Les juges du fond poursuivent le prévenu mais le relaxe. En effet, ils considèrent qu’il n’y a pas de maintien frauduleux dans un système de traitement automatisé de données (STAD) car l’individu avait pu pénétrer sur le site en passant par un moteur de recherche grand public et sans inscrire un identifiant et un mot de passe. Le vol de donnée n’est donc pas non plus caractérisé dans cette affaire puisqu’il n’y a pas de soustraction frauduleuse de chose au sens des juges du fond.
La Cour d’appel condamnera cependant l’individu sur ces 2 chefs d’accusation. La Cour de cassation validera cette décision par la formule suivante : «en l’état de ces énonciations, dépourvues d’insuffisance comme de contradiction, et d’où il résulte que M. X… s’est maintenu dans un système de traitement automatisé après avoir découvert que celui-ci était protégé et a soustrait des données qu’il a utilisées sans le consentement de leur propriétaire, la cour d’appel, qui a caractérisé les délits en tous leurs éléments, a justifié sa décision…»
 
 
La qualification de vol, reprise à l’article 311-1 du Code Pénal, est la soustraction frauduleuse de la chose d’autrui. La Loi pénale étant d’interprétation stricte et la chose étant forcément un bien corporel au sens de cette même loi ; la soustraction d’information n’a jamais été réellement reconnue au rang de cette infraction.
 
Il a même fallut rédiger un article spécial pour incriminer le vol d’électricité et l’assimiler au vol traditionnel.
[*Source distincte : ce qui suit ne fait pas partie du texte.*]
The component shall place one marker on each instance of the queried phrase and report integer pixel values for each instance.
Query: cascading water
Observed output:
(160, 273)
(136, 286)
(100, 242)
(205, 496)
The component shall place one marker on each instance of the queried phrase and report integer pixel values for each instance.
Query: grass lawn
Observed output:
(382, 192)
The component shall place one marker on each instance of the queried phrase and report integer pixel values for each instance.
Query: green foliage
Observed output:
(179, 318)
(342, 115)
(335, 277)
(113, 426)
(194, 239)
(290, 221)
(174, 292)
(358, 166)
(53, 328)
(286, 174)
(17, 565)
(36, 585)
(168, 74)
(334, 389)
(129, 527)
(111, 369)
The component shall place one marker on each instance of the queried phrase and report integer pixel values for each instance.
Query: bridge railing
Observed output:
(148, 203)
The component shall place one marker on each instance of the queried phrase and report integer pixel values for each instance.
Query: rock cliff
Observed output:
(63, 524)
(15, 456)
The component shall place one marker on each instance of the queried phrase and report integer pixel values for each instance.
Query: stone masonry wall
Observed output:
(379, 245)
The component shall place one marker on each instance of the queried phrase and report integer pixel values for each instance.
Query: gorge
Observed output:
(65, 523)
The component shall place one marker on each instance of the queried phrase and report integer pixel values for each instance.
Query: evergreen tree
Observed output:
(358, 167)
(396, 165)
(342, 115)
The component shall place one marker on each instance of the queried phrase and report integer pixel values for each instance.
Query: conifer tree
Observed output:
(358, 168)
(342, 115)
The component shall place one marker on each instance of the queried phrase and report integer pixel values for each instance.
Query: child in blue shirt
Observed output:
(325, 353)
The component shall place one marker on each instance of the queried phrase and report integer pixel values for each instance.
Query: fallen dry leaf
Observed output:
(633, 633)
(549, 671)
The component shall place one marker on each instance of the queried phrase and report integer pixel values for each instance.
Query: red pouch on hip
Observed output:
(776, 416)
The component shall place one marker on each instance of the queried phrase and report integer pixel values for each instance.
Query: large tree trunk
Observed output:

Le vol de données, encore plus problématique que celui de l’énergie attire l’attention des juges et est de plus en plus pratiqué et donc gagne à être reconnu. De nombreuses barrières légales et interprétationnelles apparaissent cependant.
 
Le vol est une soustraction frauduleuse…
 
Depuis toujours,  la soustraction d’une chose se matérialise par la prise de possession d’un objet, privant sont propriétaire de l’usage de ce dernier. Dans le cadre d’un vol d’information -sur support informatique-, il n’y a que rarement dépossession du propriétaire réel. L’individu mal intentionné camouflera son méfait en effectuant des copier/coller et non en supprimant l’information de son support originel. Ici on peut parler de duplication.
La loi pénale étant d’interprétation stricte, principe rappelé à l’article 111-4 du Code pénal, le raisonnement par analogie entre la soustraction et la duplication ne sera que peu probable.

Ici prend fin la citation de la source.